In the spirit of this book and its abrupt turns to pop culture references, I can’t help but mention a scene from the sitcom Friends, in which Ross tries to figure out why Phoebe is suddenly, inexplicably, mad at him. Phoebe can’t remember, but knows that she’s angry with him over something, so she continues to act negatively towards him. The two eventually discover that she’d in fact only been mad at Ross for a dream she’d had about him – that none of it was real, but to her, it was enough that it stuck and affected her interactions with her friend for the next couple days.

While this is an extreme example of how dreams can sometimes bleed into our memories, or even be mistaken altogether for something that actually happened to us in the past, it no doubt brings to mind what Rutkoff is doing here with her writings. She seamlessly blends characters into the narrative that you know are not really there, as we know them – that are her own quirky interpretations of their personalities, presented as completely real. There’s a great deal of humour in this, as she suddenly lists off run-ins with celebrities like Ed Harris, Alicia Silverstone and Rob Lowe, so matter-of-factly you can’t help but smile.

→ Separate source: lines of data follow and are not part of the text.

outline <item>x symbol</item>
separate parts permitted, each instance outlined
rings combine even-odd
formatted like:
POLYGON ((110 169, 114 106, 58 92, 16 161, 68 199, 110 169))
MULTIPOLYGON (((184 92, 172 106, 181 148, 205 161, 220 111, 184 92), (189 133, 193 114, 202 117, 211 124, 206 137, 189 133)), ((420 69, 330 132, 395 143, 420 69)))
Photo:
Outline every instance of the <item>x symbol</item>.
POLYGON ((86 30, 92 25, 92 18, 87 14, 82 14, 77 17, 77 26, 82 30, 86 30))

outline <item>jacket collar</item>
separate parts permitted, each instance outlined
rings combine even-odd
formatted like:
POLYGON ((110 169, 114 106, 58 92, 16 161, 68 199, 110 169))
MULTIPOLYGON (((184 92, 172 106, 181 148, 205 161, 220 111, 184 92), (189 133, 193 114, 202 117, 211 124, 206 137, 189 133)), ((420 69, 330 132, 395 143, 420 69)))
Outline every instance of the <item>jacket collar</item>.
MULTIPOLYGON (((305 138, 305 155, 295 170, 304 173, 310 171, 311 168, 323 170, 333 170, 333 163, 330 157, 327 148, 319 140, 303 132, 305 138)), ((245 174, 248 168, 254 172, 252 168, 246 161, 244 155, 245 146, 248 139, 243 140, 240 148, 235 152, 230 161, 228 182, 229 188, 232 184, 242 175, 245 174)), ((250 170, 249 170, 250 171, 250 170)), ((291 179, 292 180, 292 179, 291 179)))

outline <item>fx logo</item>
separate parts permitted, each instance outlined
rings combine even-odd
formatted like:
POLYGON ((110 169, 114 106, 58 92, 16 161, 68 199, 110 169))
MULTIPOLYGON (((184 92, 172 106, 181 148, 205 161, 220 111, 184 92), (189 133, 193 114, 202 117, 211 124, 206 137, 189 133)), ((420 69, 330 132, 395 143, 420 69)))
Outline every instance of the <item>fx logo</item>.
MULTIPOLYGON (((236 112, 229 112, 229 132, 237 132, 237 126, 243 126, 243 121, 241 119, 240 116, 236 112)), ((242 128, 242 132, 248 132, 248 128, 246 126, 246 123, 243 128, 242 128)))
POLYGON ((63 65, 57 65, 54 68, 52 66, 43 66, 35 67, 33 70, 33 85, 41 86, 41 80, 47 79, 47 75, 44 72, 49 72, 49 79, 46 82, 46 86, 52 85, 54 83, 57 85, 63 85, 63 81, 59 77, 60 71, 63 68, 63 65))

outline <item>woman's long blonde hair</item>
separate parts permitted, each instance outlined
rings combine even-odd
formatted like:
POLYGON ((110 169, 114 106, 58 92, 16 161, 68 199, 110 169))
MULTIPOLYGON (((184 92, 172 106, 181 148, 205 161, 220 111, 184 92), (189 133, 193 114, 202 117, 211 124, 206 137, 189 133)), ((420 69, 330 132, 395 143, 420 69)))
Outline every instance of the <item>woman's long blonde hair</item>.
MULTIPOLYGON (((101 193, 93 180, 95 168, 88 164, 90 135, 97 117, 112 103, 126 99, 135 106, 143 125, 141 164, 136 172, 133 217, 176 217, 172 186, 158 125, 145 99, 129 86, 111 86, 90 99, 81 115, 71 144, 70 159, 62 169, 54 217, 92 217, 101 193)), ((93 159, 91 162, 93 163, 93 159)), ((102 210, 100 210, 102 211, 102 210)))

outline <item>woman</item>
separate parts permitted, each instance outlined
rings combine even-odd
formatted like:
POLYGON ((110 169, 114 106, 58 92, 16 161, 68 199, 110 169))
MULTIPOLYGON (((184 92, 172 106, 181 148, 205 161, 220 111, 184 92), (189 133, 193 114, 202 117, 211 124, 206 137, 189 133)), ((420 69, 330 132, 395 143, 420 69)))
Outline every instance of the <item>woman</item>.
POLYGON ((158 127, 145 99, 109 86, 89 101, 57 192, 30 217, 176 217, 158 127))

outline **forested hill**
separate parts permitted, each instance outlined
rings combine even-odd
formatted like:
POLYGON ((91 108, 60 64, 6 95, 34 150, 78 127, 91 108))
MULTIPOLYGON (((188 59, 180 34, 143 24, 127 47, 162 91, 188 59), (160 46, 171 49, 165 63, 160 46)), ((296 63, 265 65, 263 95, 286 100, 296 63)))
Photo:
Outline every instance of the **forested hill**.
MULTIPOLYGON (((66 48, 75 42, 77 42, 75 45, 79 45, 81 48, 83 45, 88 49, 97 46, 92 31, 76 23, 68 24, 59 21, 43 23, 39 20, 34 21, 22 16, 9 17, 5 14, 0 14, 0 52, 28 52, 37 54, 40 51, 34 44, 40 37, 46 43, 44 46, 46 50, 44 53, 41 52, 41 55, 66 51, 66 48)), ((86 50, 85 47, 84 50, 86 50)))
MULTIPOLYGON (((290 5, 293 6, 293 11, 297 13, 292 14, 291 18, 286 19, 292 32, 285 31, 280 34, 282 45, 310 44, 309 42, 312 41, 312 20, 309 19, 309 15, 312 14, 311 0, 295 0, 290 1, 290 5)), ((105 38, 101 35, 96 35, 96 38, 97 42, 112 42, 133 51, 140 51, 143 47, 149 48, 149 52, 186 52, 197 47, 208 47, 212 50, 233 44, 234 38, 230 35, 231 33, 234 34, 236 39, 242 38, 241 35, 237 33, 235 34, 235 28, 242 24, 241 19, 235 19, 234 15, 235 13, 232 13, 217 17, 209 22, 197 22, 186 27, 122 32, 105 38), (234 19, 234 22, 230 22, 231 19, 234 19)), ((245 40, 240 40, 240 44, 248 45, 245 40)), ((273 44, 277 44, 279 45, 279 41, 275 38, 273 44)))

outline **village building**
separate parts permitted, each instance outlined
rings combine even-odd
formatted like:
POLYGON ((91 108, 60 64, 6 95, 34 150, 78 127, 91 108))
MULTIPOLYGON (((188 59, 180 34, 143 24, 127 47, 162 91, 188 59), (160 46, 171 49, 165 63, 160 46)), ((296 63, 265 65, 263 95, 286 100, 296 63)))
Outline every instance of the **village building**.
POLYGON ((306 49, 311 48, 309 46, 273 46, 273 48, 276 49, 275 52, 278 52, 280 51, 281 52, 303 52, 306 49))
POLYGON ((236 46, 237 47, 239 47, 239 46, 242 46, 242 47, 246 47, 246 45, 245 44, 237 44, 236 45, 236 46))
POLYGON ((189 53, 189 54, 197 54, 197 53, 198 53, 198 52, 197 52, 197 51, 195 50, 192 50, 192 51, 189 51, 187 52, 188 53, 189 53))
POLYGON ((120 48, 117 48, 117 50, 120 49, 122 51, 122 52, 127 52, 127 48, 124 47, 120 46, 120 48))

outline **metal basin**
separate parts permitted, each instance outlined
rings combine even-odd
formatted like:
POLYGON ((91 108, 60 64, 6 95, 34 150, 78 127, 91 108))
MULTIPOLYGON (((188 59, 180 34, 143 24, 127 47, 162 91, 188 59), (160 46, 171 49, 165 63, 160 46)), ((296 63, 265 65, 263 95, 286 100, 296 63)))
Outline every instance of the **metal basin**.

“Rob Lowe was campaigning for Dukakis in my hometown. I was in high school and wore a purple and metallic scarf in my hair. Later he came by the local pizza place and when I met him, I grabbed onto his hand and held on until he said, ‘please let go.'”

This playfulness is later employed through a mock interview with Oprah Winfrey, who talks about everything from her weight loss to her ‘favourite things’ to her relationship with Stedman (things that, over and over, were of interest to the tabloids wherever Oprah was concerned). But it’s talk of her career – maintaining an air of vulnerability for her audience – that strikes Rutkoff. Here is a woman with all the power and resources in the world, never married, dedicated solely to her ‘brand,’ wanting “each episode to be worth a year of therapy for my viewers.” So, for the benefit of the viewers and in the name of being relatable, she talks about forswearing her own therapy as long as her show is on the air, “to keep the wound moist and protect the brand.”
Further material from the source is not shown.